We travelled extensively. We visited more than 20 countries, countries in West Africa, but other countries that were associated in some way or another with diamonds or weapons. Included South Africa, Israel, several European countries, North America, obviously, and others. More than 20, more than 20 countries. We spoke to government officials. In some cases it was ministries of foreign affairs, in other cases it was economic ministries, customs officials.
We spoke to people in the industry. We spoke extensively to people in the diamond industry and we spoke to industry bodies such as the World Diamond Council or the International Diamond Manufacturers Association, but we spoke to individual companies as well, large ones like De Beers, and we spoke to individual diamond dealers and people who had been diggers on the ground in places like Sierra Leone and other West African countries. We spoke to traders, diamond exporters. So we spoke to the industry at length and from top to bottom.
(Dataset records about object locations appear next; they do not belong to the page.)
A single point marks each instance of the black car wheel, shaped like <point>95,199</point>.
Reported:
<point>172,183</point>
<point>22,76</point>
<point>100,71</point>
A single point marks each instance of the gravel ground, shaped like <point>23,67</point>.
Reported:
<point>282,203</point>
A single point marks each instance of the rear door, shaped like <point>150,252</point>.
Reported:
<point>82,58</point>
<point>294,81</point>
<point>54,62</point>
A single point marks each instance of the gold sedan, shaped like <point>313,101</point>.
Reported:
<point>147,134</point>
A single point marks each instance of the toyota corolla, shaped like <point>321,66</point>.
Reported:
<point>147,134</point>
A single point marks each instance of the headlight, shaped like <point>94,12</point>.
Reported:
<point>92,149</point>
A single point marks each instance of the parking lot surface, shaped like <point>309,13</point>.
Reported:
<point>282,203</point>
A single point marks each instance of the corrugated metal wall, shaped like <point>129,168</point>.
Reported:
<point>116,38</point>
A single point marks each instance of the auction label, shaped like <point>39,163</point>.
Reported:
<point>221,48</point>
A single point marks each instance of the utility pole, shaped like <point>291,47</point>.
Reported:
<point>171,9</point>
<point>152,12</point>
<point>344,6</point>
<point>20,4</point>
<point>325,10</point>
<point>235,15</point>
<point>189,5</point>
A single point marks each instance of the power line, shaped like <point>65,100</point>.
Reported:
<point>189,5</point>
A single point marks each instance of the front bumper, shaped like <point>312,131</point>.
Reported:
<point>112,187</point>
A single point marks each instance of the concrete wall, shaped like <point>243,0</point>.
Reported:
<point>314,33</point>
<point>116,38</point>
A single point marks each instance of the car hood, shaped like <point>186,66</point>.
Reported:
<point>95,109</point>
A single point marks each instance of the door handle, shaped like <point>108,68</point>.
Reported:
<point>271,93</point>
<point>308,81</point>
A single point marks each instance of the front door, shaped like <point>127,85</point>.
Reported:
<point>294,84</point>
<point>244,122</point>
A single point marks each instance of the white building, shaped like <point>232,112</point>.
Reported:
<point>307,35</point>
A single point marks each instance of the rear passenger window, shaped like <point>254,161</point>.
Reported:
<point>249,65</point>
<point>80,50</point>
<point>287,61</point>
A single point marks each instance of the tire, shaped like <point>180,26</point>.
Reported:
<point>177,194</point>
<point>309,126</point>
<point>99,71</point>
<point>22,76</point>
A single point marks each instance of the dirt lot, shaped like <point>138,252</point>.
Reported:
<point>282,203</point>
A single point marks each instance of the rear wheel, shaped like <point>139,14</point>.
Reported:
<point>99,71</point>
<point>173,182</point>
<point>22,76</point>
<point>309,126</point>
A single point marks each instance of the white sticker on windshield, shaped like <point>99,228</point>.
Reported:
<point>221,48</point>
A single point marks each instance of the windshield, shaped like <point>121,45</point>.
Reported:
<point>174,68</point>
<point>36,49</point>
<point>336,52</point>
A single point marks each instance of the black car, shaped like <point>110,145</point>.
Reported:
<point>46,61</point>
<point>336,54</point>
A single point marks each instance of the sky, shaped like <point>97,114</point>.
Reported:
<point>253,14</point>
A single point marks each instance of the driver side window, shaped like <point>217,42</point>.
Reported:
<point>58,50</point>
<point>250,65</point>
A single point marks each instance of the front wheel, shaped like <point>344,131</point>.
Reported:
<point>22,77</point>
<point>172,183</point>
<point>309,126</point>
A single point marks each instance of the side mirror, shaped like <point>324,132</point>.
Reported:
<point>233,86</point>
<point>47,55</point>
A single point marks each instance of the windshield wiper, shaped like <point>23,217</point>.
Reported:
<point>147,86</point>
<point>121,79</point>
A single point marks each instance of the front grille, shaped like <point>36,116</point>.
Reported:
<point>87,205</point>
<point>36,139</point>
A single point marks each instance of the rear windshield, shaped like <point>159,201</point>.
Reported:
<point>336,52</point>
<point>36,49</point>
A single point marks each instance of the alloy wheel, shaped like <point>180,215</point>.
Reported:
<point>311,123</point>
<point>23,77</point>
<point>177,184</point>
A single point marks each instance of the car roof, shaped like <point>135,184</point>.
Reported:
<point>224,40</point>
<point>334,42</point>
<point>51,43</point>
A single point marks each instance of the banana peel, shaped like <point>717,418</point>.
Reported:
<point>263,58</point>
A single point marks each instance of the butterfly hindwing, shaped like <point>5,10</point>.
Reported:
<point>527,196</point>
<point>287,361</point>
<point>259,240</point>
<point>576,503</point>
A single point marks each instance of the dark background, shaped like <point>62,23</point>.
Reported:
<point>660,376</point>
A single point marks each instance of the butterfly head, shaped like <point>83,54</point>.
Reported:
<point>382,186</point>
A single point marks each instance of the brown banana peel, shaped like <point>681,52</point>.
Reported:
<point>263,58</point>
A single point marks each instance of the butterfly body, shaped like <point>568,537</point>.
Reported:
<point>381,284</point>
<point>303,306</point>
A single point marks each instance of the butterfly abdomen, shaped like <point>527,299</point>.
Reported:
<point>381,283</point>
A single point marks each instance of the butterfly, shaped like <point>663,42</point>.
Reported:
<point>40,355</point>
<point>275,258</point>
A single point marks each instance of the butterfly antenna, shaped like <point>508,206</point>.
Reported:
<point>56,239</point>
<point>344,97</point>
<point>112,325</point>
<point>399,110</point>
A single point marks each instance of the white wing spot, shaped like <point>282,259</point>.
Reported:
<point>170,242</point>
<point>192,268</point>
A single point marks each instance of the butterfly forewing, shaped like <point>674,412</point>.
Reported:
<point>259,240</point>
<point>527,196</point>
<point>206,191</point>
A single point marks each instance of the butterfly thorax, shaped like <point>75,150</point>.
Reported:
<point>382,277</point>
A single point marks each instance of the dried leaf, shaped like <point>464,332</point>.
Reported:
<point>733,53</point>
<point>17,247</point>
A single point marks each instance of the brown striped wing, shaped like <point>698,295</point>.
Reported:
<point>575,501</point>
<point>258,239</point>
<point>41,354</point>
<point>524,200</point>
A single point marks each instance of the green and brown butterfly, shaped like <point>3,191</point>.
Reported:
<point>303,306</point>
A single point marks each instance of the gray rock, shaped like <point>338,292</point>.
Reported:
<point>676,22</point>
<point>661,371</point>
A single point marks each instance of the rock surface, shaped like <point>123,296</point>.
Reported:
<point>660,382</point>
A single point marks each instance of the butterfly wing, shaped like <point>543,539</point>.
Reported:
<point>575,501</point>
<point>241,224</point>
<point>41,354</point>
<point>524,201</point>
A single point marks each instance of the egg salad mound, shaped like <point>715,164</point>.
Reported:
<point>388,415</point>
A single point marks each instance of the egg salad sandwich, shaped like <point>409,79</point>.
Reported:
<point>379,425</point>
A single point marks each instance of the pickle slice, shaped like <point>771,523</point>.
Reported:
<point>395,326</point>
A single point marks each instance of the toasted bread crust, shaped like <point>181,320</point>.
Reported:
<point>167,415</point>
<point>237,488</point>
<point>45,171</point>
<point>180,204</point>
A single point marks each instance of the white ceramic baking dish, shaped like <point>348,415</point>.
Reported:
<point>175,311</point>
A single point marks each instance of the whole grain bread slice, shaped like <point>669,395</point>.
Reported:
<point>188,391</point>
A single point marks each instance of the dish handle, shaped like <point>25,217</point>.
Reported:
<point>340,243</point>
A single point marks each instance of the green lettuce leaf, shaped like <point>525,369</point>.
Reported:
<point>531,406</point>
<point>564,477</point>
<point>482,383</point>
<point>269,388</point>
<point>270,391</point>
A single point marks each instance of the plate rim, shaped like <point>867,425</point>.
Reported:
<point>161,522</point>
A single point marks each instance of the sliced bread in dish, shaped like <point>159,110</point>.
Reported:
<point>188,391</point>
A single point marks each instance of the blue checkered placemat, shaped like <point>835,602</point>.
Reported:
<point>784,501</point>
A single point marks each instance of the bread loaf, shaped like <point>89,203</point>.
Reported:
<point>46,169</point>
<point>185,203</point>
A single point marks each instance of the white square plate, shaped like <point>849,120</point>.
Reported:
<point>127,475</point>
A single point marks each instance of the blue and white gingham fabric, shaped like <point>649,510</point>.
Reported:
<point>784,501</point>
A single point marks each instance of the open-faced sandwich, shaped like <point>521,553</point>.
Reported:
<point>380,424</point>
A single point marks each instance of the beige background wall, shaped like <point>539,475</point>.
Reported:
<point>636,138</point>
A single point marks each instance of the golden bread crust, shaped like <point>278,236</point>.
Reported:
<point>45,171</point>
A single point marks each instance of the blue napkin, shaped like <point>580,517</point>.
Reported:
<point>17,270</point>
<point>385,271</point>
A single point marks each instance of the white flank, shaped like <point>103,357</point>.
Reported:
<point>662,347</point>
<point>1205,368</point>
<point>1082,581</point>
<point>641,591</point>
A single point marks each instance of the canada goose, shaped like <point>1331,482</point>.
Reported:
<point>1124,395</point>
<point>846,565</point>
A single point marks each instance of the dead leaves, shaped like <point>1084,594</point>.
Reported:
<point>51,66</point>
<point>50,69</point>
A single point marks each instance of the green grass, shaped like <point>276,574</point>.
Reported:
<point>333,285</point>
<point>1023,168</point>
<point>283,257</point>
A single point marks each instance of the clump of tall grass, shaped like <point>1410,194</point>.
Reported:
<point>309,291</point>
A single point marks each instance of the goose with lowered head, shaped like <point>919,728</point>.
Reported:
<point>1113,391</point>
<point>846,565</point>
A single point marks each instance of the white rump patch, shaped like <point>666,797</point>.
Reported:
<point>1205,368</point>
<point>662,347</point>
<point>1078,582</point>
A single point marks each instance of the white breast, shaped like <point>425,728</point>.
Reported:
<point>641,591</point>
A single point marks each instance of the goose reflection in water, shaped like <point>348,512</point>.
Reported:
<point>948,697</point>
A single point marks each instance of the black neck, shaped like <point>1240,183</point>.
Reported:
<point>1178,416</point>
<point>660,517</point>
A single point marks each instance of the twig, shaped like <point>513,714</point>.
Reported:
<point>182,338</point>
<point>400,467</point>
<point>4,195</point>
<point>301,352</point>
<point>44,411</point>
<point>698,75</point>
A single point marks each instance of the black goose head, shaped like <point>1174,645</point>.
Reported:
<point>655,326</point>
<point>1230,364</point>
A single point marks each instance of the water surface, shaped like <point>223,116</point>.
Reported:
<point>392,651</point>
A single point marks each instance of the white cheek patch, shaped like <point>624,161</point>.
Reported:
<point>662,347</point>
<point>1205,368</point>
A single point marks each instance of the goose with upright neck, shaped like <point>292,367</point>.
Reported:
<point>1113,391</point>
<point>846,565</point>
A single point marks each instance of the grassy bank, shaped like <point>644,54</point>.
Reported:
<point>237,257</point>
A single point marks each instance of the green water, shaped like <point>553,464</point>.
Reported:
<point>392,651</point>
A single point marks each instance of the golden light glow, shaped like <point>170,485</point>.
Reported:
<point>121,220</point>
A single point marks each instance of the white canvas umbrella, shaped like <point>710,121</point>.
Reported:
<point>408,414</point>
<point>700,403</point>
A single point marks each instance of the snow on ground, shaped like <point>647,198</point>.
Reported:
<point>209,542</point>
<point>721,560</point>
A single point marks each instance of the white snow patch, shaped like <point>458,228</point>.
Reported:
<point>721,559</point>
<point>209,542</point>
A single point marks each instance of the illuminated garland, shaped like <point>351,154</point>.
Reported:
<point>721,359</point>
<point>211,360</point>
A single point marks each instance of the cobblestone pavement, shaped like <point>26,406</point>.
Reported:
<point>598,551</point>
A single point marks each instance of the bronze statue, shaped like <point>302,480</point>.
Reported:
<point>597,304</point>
We spoke to a lot of military people. We spoke to people in the military in Sierra Leone. We spoke to the minister of defence in Liberia. We spoke to UNAMSIL officials in Sierra Leone. We spoke to intelligence agencies. We spoke to a number of intelligence agencies in the United States, in the United Kingdom, to the French in Sierra Leone and elsewhere.
We spoke to the media. We found that the media often had very good leads on stories. Sometimes it was large international - prominent international media outlets or individuals. In other cases it was people who were stringers or reporters in Sierra Leone or Liberia. In some cases people spoke to us - took very great risks in speaking to us.
We spoke to aid agencies, multilateral, bilateral aid agencies and diplomats in African countries. We spoke to civil society organisations in Sierra Leone, in Liberia. We looked at a lot of material, a lot of written material. We were shown material that had been found in Foday Sankoh's house in Sierra Leone after it was - after he was arrested. We were shown material from the Sierra Leone police. We were given material by journalists. We visited air traffic control operations in several countries and saw flight logs of aircraft movement.
I'm trying to think whether I've left something out. We spoke probably - we probably did three or four hundred individual interviews but many of those interviews contained - I mean they were with many people. For example, I spoke to a number of Lebanese diamond dealers in Kenema that would probably account in our logs for one meeting, but there was something like 35 or 40 diamond dealers there and I met with them for more than two hours. So I certainly got more than one view. The same thing with church leaders. We met with church leaders in Liberia.
We met with a group of Kono chiefs. Because the war was - because the situation in Kono District was so terrible during the war and while we were there many of the leaders had fled and were in Freetown or in other parts of the country. We interviewed chiefs not one by one but as a group and they often had detailed information about what was going on in their areas. People would be arriving with information on a fairly regular basis. So we spoke to a very wide cross-section of people at very high levels. We spoke to the President of Sierra Leone, we spoke to the President of Liberia, we spoke to ministers in several governments in several countries.